Azure AI 평가 SDK를 사용하여 로컬로 생성 AI 애플리케이션 평가(미리 보기)

비고

🔍새 포털에 대해 알아보려면 Microsoft Foundry(새) 설명서를 참조하세요.

중요합니다

이 문서에 표시된 항목(미리 보기)은 현재 퍼블릭 미리 보기에서 확인할 수 있습니다. 이 미리 보기는 서비스 수준 계약 없이 제공되며, 프로덕션 워크로드에는 권장되지 않습니다. 특정 기능이 지원되지 않거나 기능이 제한될 수 있습니다. 자세한 내용은 Microsoft Azure 미리 보기에 대한 추가 사용 약관을 참조하세요.

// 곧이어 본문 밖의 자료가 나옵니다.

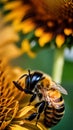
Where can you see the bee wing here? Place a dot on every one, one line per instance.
(60, 88)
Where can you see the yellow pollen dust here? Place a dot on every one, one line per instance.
(68, 31)
(45, 38)
(28, 26)
(60, 39)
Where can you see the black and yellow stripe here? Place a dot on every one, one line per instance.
(54, 112)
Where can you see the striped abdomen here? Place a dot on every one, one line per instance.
(55, 111)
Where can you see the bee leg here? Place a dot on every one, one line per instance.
(40, 110)
(18, 85)
(22, 89)
(31, 117)
(32, 98)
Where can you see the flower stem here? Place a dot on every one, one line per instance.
(58, 65)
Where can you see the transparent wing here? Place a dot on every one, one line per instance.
(60, 88)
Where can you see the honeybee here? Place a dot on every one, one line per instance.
(50, 100)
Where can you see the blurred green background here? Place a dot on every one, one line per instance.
(44, 62)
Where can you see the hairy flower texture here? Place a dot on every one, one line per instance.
(13, 103)
(44, 22)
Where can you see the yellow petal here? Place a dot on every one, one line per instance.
(39, 32)
(17, 127)
(68, 31)
(25, 46)
(24, 111)
(60, 39)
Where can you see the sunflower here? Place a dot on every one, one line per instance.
(13, 103)
(43, 23)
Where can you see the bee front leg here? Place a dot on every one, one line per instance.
(27, 91)
(40, 109)
(32, 98)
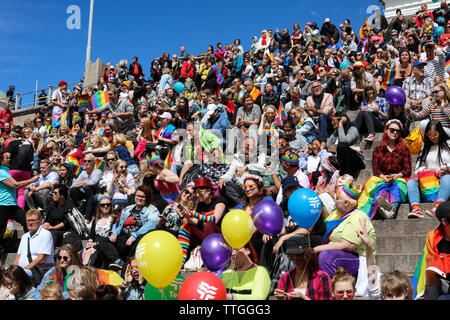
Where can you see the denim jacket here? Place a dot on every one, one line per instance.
(149, 216)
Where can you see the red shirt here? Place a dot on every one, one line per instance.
(385, 162)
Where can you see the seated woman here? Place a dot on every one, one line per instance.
(135, 221)
(391, 164)
(305, 281)
(432, 163)
(372, 114)
(164, 180)
(248, 281)
(343, 285)
(18, 282)
(346, 139)
(122, 185)
(67, 256)
(100, 232)
(342, 247)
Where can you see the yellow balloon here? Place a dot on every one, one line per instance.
(159, 258)
(237, 228)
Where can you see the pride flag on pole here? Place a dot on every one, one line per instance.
(99, 99)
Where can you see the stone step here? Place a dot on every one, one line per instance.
(402, 243)
(405, 262)
(410, 227)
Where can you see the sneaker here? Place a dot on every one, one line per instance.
(117, 265)
(416, 213)
(431, 212)
(386, 210)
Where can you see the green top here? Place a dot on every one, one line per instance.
(255, 280)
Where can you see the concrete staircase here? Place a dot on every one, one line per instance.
(400, 241)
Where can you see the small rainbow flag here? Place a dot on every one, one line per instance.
(100, 164)
(84, 101)
(388, 78)
(168, 161)
(281, 112)
(99, 131)
(99, 99)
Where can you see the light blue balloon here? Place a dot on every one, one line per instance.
(179, 87)
(304, 206)
(439, 30)
(344, 64)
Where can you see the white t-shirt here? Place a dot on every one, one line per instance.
(40, 243)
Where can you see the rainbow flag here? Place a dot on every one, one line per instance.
(84, 102)
(388, 78)
(109, 277)
(375, 187)
(168, 161)
(282, 112)
(99, 131)
(99, 99)
(100, 164)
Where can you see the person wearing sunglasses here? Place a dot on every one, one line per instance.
(18, 283)
(438, 109)
(67, 256)
(433, 158)
(391, 165)
(305, 281)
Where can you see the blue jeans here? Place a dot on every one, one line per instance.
(324, 121)
(414, 190)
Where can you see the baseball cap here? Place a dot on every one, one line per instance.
(418, 63)
(443, 211)
(289, 181)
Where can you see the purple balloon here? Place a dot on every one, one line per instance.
(395, 95)
(268, 217)
(215, 252)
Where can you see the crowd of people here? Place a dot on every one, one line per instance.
(179, 147)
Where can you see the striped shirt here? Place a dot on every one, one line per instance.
(435, 67)
(418, 90)
(441, 114)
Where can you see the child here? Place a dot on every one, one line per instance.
(51, 291)
(343, 285)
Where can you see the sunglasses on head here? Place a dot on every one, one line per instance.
(340, 295)
(249, 187)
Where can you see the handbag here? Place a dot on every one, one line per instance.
(414, 141)
(39, 270)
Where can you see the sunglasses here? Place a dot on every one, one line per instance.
(395, 130)
(65, 258)
(250, 187)
(340, 295)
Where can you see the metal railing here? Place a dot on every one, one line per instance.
(32, 99)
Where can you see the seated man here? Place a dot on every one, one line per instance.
(85, 187)
(36, 246)
(37, 194)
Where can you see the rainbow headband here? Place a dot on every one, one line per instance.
(103, 196)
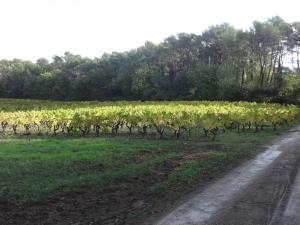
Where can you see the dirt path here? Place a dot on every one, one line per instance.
(259, 192)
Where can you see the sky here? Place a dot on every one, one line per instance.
(30, 29)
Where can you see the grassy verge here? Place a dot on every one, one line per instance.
(154, 173)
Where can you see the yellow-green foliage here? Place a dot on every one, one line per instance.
(175, 116)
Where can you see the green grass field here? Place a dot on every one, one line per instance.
(37, 168)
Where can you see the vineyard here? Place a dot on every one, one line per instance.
(83, 118)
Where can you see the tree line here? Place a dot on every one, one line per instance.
(221, 63)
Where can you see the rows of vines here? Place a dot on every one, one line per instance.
(38, 117)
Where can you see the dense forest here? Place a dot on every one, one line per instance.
(222, 63)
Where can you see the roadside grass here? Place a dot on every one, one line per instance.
(40, 167)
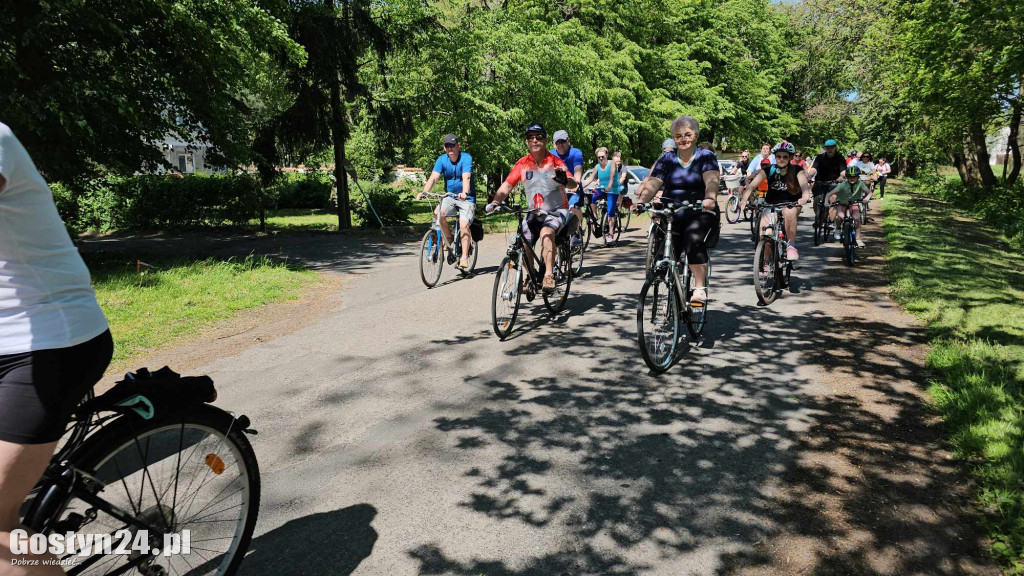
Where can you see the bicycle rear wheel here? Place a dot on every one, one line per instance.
(506, 296)
(732, 209)
(766, 271)
(431, 258)
(657, 322)
(195, 471)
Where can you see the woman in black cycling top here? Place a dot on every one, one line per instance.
(786, 182)
(688, 174)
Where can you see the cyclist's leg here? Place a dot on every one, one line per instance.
(694, 232)
(20, 467)
(467, 211)
(446, 208)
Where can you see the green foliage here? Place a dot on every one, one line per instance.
(90, 85)
(393, 205)
(311, 190)
(954, 274)
(1000, 206)
(176, 298)
(157, 202)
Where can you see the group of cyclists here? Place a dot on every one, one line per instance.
(686, 171)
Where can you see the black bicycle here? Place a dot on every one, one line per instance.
(522, 271)
(152, 464)
(771, 266)
(666, 297)
(848, 234)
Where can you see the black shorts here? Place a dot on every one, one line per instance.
(40, 389)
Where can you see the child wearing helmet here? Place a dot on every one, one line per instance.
(849, 193)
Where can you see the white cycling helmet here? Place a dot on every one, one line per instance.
(784, 147)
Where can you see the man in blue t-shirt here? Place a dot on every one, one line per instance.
(572, 157)
(457, 169)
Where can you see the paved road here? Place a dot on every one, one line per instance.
(398, 436)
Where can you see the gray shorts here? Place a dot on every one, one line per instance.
(532, 223)
(466, 208)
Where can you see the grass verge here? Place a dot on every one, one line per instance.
(176, 298)
(967, 284)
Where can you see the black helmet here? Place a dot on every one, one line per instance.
(536, 127)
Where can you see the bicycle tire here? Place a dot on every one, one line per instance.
(766, 286)
(508, 278)
(555, 301)
(658, 346)
(100, 454)
(732, 209)
(431, 258)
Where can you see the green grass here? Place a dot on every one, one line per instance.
(968, 286)
(177, 298)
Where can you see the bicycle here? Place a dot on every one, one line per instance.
(434, 250)
(848, 234)
(733, 183)
(511, 282)
(771, 266)
(666, 295)
(152, 457)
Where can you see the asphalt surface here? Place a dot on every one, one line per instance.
(398, 436)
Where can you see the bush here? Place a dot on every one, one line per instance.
(393, 205)
(1001, 206)
(311, 190)
(158, 202)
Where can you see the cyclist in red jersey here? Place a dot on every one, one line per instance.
(543, 175)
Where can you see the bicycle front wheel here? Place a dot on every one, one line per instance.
(766, 271)
(431, 258)
(555, 301)
(194, 475)
(506, 296)
(657, 322)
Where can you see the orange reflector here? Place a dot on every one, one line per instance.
(215, 463)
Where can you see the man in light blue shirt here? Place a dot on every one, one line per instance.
(755, 164)
(457, 169)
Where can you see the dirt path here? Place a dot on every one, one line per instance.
(875, 489)
(785, 442)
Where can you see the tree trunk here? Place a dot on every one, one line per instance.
(981, 153)
(339, 133)
(1015, 148)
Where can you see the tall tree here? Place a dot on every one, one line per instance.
(88, 85)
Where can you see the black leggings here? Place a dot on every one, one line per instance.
(39, 389)
(689, 232)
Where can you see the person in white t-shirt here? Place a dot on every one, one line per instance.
(54, 341)
(868, 175)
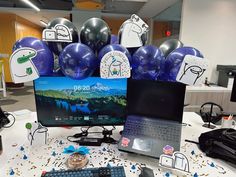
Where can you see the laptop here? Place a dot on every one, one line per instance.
(154, 117)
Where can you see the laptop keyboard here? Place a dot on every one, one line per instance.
(161, 130)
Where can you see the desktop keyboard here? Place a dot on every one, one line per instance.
(89, 172)
(158, 129)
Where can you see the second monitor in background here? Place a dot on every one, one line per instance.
(61, 101)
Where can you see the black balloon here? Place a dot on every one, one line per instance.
(95, 33)
(57, 47)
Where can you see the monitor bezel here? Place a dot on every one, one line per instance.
(80, 125)
(179, 84)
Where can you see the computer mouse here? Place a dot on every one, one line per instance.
(146, 172)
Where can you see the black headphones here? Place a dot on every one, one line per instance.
(211, 115)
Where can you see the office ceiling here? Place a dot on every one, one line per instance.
(114, 6)
(62, 8)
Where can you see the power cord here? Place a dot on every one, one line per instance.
(84, 133)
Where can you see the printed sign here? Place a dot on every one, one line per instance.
(59, 33)
(21, 65)
(133, 29)
(114, 65)
(192, 70)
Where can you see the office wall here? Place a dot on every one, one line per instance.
(210, 25)
(12, 28)
(7, 39)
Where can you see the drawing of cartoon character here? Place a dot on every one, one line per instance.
(192, 70)
(132, 32)
(22, 67)
(115, 67)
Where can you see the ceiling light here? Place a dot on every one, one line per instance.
(31, 5)
(43, 23)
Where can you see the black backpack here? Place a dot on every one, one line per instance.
(220, 143)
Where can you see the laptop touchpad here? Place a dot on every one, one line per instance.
(142, 144)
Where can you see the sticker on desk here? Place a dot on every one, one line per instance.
(58, 33)
(142, 144)
(21, 65)
(125, 142)
(114, 65)
(192, 70)
(177, 161)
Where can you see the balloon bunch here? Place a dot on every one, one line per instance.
(79, 60)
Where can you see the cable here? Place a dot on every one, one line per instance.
(84, 133)
(7, 114)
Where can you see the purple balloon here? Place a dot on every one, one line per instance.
(147, 63)
(44, 61)
(114, 39)
(174, 61)
(77, 61)
(113, 47)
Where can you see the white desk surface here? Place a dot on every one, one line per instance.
(41, 159)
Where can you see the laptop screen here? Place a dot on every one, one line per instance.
(156, 99)
(61, 101)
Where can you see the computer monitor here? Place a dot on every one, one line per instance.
(163, 100)
(61, 101)
(233, 93)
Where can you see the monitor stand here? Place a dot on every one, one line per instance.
(107, 137)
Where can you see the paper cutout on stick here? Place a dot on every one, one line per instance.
(59, 33)
(114, 65)
(133, 29)
(192, 70)
(21, 65)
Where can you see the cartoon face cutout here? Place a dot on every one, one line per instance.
(21, 65)
(132, 30)
(59, 33)
(114, 64)
(139, 22)
(192, 70)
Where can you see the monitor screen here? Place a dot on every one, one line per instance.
(61, 101)
(156, 99)
(233, 93)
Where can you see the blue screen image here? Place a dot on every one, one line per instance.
(91, 101)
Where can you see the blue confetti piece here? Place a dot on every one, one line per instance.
(11, 172)
(69, 149)
(212, 164)
(83, 150)
(25, 157)
(54, 153)
(167, 174)
(133, 167)
(61, 142)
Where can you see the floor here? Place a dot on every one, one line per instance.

상당한 데이터 세트에 적용하여 생성 AI 애플리케이션의 성능을 철저히 평가할 수 있습니다. Azure AI Evaluation SDK를 사용하여 개발 환경에서 애플리케이션을 평가합니다.

테스트 데이터 세트 또는 대상을 제공하는 경우 생성 AI 애플리케이션 출력은 수학 기반 메트릭과 AI 지원 품질 및 안전 평가자를 모두 사용하여 양적으로 측정됩니다. 기본 제공 또는 사용자 지정 평가자는 애플리케이션의 기능 및 제한 사항에 대한 포괄적인 인사이트를 제공할 수 있습니다.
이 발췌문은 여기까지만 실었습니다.